The Swiss linguist Ferdinand de Saussure (1857-1913) belongs to those towering figures from the turn of the twentieth century—such as Freud, Einstein, or Weber—whose contribution not only radically transformed their respective disciplines but played the decisive role in shaping the entire culture and consciousness of modernism. Almost a hundred years since the posthumous publication of Saussure’s Course in general linguistics (1916), its presence—first as the major source of inspiration, later as a prime target of critique—remains ubiquitous in all domains of cultural studies, including linguistics and philosopy of language, literary criticism, semiotics and cultural anthropology.

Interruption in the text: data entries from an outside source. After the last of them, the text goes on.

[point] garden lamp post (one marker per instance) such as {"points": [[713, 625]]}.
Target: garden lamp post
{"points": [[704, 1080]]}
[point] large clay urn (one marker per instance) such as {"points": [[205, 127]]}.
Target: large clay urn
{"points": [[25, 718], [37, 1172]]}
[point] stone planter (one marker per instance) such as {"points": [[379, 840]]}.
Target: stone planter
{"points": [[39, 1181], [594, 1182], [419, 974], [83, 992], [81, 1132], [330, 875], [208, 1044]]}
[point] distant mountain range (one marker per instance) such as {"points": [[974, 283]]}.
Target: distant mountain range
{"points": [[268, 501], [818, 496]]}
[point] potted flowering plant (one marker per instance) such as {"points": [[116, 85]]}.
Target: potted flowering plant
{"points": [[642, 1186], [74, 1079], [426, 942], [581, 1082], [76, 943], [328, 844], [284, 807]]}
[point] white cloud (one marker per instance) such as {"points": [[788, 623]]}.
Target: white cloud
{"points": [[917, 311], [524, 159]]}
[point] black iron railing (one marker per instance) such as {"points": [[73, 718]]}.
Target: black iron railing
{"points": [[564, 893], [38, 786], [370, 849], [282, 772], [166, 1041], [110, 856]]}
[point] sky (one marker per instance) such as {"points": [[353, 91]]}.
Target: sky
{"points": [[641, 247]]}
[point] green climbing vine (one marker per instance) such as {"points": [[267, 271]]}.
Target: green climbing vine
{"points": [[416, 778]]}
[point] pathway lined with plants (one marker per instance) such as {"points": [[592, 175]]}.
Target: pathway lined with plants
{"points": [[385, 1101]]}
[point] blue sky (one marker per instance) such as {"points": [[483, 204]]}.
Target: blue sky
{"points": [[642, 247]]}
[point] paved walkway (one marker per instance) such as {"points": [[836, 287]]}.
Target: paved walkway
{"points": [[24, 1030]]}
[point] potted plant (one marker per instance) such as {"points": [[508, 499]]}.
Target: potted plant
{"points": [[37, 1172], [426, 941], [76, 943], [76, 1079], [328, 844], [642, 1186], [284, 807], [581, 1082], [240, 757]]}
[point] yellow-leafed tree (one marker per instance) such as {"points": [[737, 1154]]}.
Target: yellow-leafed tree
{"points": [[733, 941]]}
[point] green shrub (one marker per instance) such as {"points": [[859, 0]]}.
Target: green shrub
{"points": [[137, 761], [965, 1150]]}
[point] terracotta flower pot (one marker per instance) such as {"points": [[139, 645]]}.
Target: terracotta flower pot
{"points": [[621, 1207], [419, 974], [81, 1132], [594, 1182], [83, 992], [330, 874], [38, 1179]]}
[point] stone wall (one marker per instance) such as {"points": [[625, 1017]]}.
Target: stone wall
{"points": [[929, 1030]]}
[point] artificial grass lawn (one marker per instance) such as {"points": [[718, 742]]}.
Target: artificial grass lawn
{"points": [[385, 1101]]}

At the center of the book stood Saussure’s definition of language as an ideational construct (Saussure called it la langue), not identical to operational skills needed for “speech” (la parole). Popular consciousness perceives linguistic signs (words) as the means of expressing various phenomena of the world, whose content is derived directly from those phenomena. In contradistinction to this, Saussure envisioned la langue as a pure structure whose elements are defined negatively, solely by their mutual relations. A sign as such is devoid of any positive substantial content; it occupies as much of the semantic space as is left to it by the presence of other signs. One can try to explain to a speaker of English the meaning of German words kennen and wissen (both translating into English as know) by pointing to particular kinds of ‘knowledge’ associated with either of them; but all such positive explanations would remain tentative at best. In the last count, what determines the usage of either sign is the awareness of the border that divides it from the other—in other words, the awareness of what makes kennen ‘not wissen’, and wissen ‘not kennen’.